The BIOS itself is a fairly simple program and composes of a glorified infinite loop that waits for user input. If you open the bios151v3.c file, you will see that the main method composes of a large for loop that prints a prompt and gets user input by calling the read\_token method. If at any time your program execution or BIOS hangs or behaves unexpected, you can hit the reset button on your board to reset the program execution to the main method. The read\_token method continuously polls the UART for user input from the keyboard until it sees the character specified by ds. In the case of the BIOS, the termination character read\_token is called with is the 0xd character which corresponds to Enter. The read\_token method will then return the values that it received from the user. Note that there is no backspace option so if you make a mistake you will have to wait until the next command to fix it.



Figure 5: BIOS Execution Flow

The buffer returned from the read\_token method with the user input is then parsed by comparing the returned buffer against commands that the BIOS recognizes. If the BIOS parses a command successfully it will execute the appropriate subroutine or commands. Otherwise it will tell you that the command you input is not recognized. If you want to add commands to the BIOS at any time in the project, you will have to add to the comparisons that follow after the read\_token subroutine in the BIOS.

#### B.5 The UART

You will notice that some of the BIOS execution calls will call subroutines in the uart.c file which takes care of the transmission and reception of byte over the serial line. The uart.c file contains three subroutines. The first subroutine, uwrite\_int8 executes a UART transmission for a single byte by writing to the output data register. The second subroutine uwrite\_int8s allows you to process an array of type int8\_t or chars and send them over the serial line. The third routine uread\_int8 polls the UART for valid data and reads a byte from the serial line.

In essence, these three routines are operating the UART on your design from a software view using the memory mapped I/O. Therefore, in order for the software to operate the memory map correctly, the uart.c module must store and load from the correct addresses as defined by out memory map.

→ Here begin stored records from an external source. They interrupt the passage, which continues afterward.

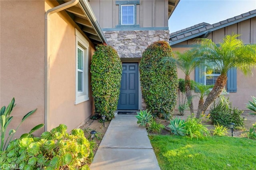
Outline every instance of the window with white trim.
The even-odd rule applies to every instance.
[[[134,24],[134,5],[122,5],[121,6],[122,25]]]
[[[205,69],[205,85],[214,85],[218,77],[220,75],[220,70],[217,68],[208,68]]]
[[[76,29],[76,101],[75,104],[89,100],[89,42]]]

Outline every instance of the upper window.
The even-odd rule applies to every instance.
[[[88,49],[89,42],[76,29],[76,80],[75,104],[89,100]]]
[[[116,0],[116,5],[119,6],[119,19],[116,28],[139,27],[137,24],[137,8],[139,8],[140,0]],[[139,12],[138,11],[138,12]]]
[[[122,25],[134,25],[134,5],[122,5],[121,10]]]
[[[220,71],[218,68],[206,68],[205,73],[205,85],[215,84],[217,78],[220,75]]]

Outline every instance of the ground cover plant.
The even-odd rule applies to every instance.
[[[178,80],[174,62],[163,66],[161,61],[165,57],[173,57],[170,45],[165,41],[156,42],[142,53],[139,68],[141,92],[147,108],[153,116],[167,119],[176,106]]]
[[[67,133],[61,124],[40,137],[12,141],[0,152],[0,169],[24,170],[89,169],[93,158],[93,141],[89,141],[80,129]]]
[[[96,48],[90,69],[95,113],[111,120],[114,117],[119,97],[122,63],[112,47],[99,45]]]
[[[255,168],[256,140],[225,136],[198,140],[161,135],[149,138],[162,170]]]

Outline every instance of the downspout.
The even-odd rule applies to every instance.
[[[48,10],[45,13],[45,90],[44,90],[44,131],[50,130],[48,114],[50,110],[50,16],[51,14],[65,10],[71,6],[76,5],[79,2],[79,0],[72,0],[67,2],[60,5]]]

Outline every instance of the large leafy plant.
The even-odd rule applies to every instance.
[[[230,102],[227,105],[220,101],[217,104],[214,102],[210,107],[210,118],[214,125],[218,123],[228,127],[232,122],[236,124],[235,129],[242,129],[244,127],[244,120],[241,116],[243,112],[237,108],[232,108]]]
[[[82,130],[73,129],[70,135],[66,130],[66,126],[61,124],[50,132],[44,132],[40,137],[12,141],[1,153],[0,167],[26,170],[89,169],[88,164],[91,162],[92,156],[90,142],[84,137]]]
[[[140,126],[146,126],[148,127],[153,120],[153,116],[150,111],[148,111],[147,109],[140,110],[139,112],[137,112],[137,115],[135,116],[138,119],[137,123],[140,124]]]
[[[170,129],[171,133],[176,135],[185,136],[186,130],[185,129],[185,121],[181,120],[180,118],[176,117],[171,120],[168,127]]]
[[[122,63],[116,51],[106,45],[96,47],[90,72],[95,112],[112,119],[120,92]]]
[[[204,138],[210,135],[210,131],[206,125],[202,123],[202,120],[194,117],[189,117],[185,121],[185,129],[187,135],[191,139],[193,137]]]
[[[151,121],[148,128],[148,131],[151,131],[153,133],[160,133],[162,130],[164,128],[164,125],[156,121],[156,120],[153,119]]]
[[[168,61],[164,67],[164,57],[173,57],[168,43],[157,41],[142,53],[140,72],[141,91],[147,108],[154,115],[168,119],[176,106],[178,80],[175,63]]]
[[[20,125],[21,125],[25,120],[36,111],[36,109],[29,112],[25,115],[16,129],[12,129],[9,131],[8,133],[8,137],[7,137],[7,139],[6,139],[6,130],[8,127],[8,125],[10,123],[11,123],[11,121],[12,120],[12,118],[13,118],[13,116],[11,116],[11,113],[12,113],[12,109],[16,105],[15,104],[15,100],[14,98],[13,98],[7,107],[6,107],[5,106],[4,106],[1,108],[1,110],[0,110],[0,131],[1,132],[1,144],[0,145],[0,151],[2,151],[5,150],[5,149],[6,148],[8,144],[12,140],[14,133],[16,132],[16,131],[19,127],[20,127]],[[21,137],[27,137],[31,135],[32,133],[43,127],[44,126],[44,124],[40,124],[35,126],[31,129],[28,133],[25,133],[22,135],[21,136]]]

You will find the necessary memory map addresses in the uart.h file that conforms to the design specification.

#### B.6 Command List

The following commands are built into the BIOS that we provide for you. All values are interpreted in hexadecimal and do not require any radix prefix (ex. "0x"). Note that there is not backspace command.

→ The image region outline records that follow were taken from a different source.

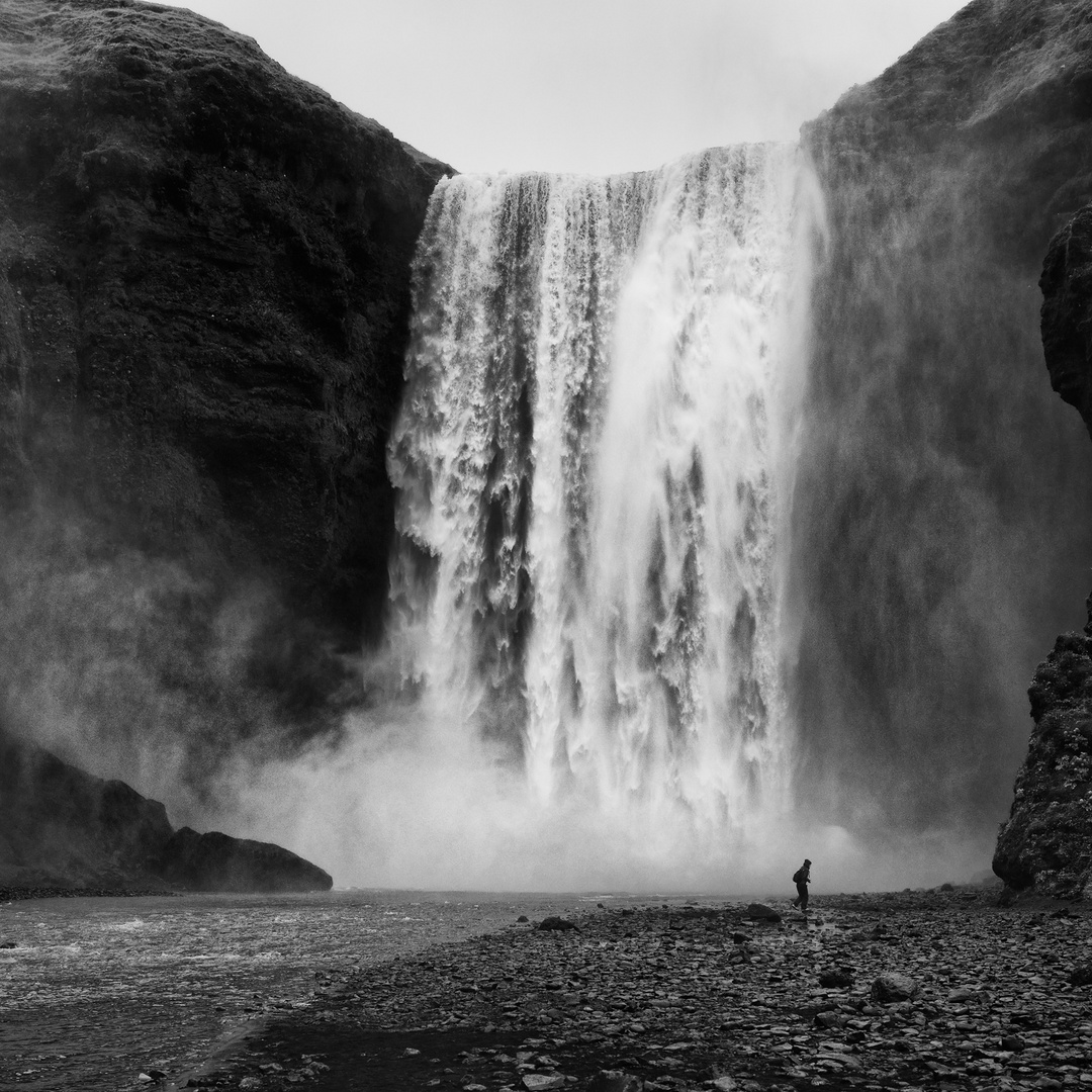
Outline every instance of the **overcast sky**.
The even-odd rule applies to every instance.
[[[187,0],[463,171],[795,140],[960,0]]]

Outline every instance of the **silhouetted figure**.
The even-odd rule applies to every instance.
[[[807,857],[804,864],[793,873],[793,882],[796,885],[796,898],[793,900],[794,906],[800,910],[808,909],[808,885],[811,882],[811,862]]]

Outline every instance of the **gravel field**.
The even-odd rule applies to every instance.
[[[3,1092],[146,1087],[141,1072],[185,1071],[308,1004],[316,975],[569,905],[405,891],[25,898],[44,893],[0,903]]]
[[[318,976],[165,1089],[1092,1087],[1092,916],[996,890],[604,901]]]

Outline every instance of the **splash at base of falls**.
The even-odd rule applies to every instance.
[[[689,875],[784,818],[805,180],[794,147],[750,145],[434,194],[389,631],[406,776],[473,785],[451,820],[492,829],[468,838],[553,822],[601,868]]]

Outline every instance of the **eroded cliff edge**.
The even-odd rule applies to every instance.
[[[1092,4],[973,0],[804,143],[826,221],[793,511],[800,783],[854,829],[985,845],[1025,680],[1088,591],[1088,437],[1044,382],[1037,281],[1092,198]]]
[[[191,12],[3,4],[10,723],[121,769],[174,741],[200,792],[217,749],[359,700],[341,652],[385,595],[410,263],[448,169]]]
[[[271,842],[175,830],[157,800],[0,728],[0,887],[284,892],[332,883]]]
[[[1092,432],[1092,204],[1051,240],[1043,275],[1043,351],[1051,385]],[[1092,596],[1083,632],[1061,634],[1028,696],[1028,755],[994,855],[1013,890],[1092,893]]]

- jal <hexadecimal address> Moves program execution to the specified address
- lw <hexadecimal address> Displays word at specified address to screen
- lhu <hexadecimal address> Displays half at specified address to screen
- 1bu <hexadecimal address> Displays byte at specified address to screen
- sw <value> <hexadecimal address> Stores specified word to address in memory
- sh <value> <hexadecimal address> Stores specified half to address in memory
- sb <value> <hexadecimal address> Stores specified byte to address in memory

There is another command file in the main() method that is used only when you execute hex\_to\_serial. When you execute hex\_to\_serial, your workstation will initiate a byte transfer by calling this command in the BIOS. Therefore, don't mess with this command too much as it is one of the more critical components of your BIOS.

#### B.7 Adding Your Own Features

Feel free to modify the BIOS code if you want to add your own features during the project for fun or to make your life easier. If you do choose to modify the BIOS, make sure to preserve essential functionality such as the I/O and the ability to store programs. In order to add features, you can either add to the code in the bios151v3.c file or create your own c source and header files. Note that you do not have access to standard c libraries so you will have to add them yourself if you need additional library functionality.